On the centered text: NN Group's research on horizontal attention bias shows
users spend 69% more time on the left half of screens. Center-aligning body
copy works against this natural scanning behavior. Left-align your value
proposition copy.
Fix priority: 1) CTA position to avoid banner blindness zone, 2) left-align
body text, 3) revisit whether card layout actually serves how your features
relate to each other.
Scenario: Navigation Pattern Decision
Developer: We're debating between a top navigation bar versus a left sidebar
for our dashboard. The designer wants top nav because it looks cleaner.
What does the research say?
Agent: For a dashboard specifically, the research favors left sidebar —
but the reasoning matters more than the conclusion.
Jakob's Law applies here: users spend most of their time in other applications,
and most data-heavy tools (analytics platforms, dev tools, project management
software) use left sidebar navigation. Switching to top nav introduces a
learning cost that you're paying without a clear return.
Left-side bias research (NN Group, 2024) further supports this — navigation
on the left aligns with where users' attention naturally goes first. You're
working with user behavior rather than against it.
The "cleaner" argument for top nav is usually an aesthetic preference rather
than a usability argument. Clean doesn't mean effective. If "cleaner" means
less visual weight, that's achievable with a left sidebar through spacing
and typographic hierarchy.
Where top nav wins: marketing sites, content sites, anything where users
are browsing rather than working. For a dashboard where users are performing
repeated tasks, left sidebar reduces navigation friction on every single
interaction. Multiply that across a daily active user and the difference
is significant.
My recommendation: left sidebar. If the designer has specific usability
evidence for top nav in your context, I want to see it — "looks cleaner"

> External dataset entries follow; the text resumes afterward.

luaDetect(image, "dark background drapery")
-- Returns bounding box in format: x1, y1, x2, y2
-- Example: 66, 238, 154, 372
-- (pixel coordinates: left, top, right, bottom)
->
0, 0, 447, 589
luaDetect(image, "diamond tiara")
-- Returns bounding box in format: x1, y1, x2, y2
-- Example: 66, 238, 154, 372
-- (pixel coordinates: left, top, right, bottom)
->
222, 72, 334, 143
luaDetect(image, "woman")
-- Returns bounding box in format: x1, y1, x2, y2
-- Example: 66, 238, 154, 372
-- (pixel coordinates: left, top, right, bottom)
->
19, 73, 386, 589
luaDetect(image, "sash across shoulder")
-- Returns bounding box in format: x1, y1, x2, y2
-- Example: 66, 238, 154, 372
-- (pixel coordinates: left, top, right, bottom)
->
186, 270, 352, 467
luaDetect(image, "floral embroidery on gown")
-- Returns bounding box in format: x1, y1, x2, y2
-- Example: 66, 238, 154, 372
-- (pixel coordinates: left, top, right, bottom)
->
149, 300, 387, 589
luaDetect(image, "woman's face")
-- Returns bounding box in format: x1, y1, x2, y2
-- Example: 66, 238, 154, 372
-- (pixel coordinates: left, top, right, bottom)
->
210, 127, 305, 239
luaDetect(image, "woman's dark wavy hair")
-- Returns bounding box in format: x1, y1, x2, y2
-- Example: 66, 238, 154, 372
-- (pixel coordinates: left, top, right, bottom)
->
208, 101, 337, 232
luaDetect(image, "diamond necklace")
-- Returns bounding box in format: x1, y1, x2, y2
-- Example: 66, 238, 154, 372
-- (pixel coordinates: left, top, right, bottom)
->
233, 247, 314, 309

isn't a usability argument.
How to Install
Installing this agent takes about sixty seconds. Claude Code automatically loads any agents you define in your project’s .claude/agents/ directory.

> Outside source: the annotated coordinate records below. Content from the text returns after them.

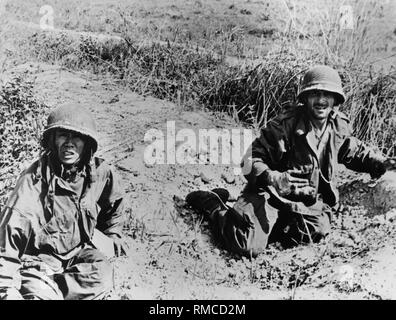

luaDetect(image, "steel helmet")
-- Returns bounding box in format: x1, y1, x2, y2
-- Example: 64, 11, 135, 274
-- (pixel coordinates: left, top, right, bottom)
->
42, 105, 98, 153
297, 65, 345, 104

Create the file at the following path in your project:
.claude/agents/ui-ux-designer.md
Paste the full system prompt from the agent template into that file and save it. The next time you open Claude Code in that project, the UI/UX Designer agent will be available. You can invoke it directly by selecting it from your agent list or by referencing it in your prompt when working on interface-related tasks.

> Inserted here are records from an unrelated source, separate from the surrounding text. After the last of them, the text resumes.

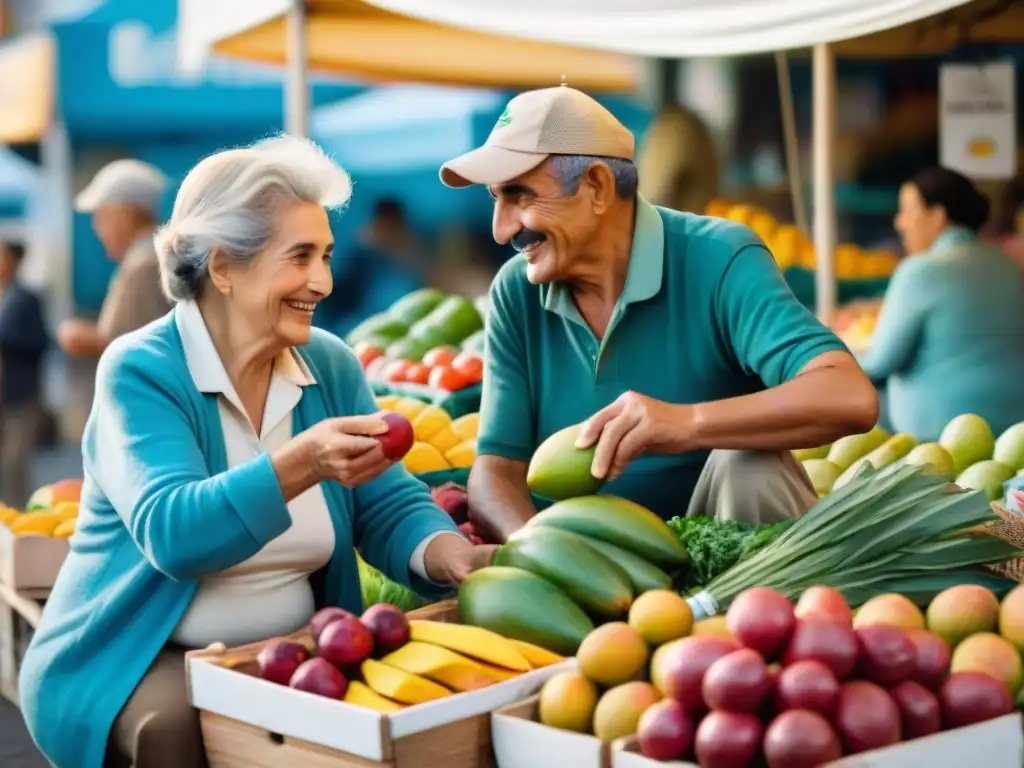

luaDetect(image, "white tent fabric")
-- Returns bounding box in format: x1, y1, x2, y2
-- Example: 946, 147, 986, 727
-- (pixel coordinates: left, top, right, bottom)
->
368, 0, 969, 58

No configuration, no API keys, no additional setup. The agent loads from the markdown file automatically. If you want this agent available across multiple projects, add it to each project’s .claude/agents/ directory, or keep a central template you can copy in when starting new front-end work.
Conclusion and Next Steps
The UI/UX Designer agent doesn’t replace dedicated design expertise on your team. What it does is raise the baseline quality of every interface decision you make before it reaches a designer, a user test, or production. Structural problems caught at component build time cost a fraction of what they cost post-launch.
Start with your highest-traffic or highest-conversion surfaces — your landing page, your onboarding flow, your primary dashboard. Run the current state through the agent, treat its feedback as a prioritized fix list, and track whether the changes move your actual metrics. Design quality is measurable. Use that as your validation loop.
If you’re building a design system or making foundational layout decisions, involve the agent early. The further upstream you catch a pattern that violates usability research, the less it costs to fix.
The agent template is open source and MIT licensed. Fork it, extend it, adapt it to your specific domain or component library. The system prompt is the product — everything else is just tooling.
Agent template sourced from the claude-code-templates open source project (MIT License).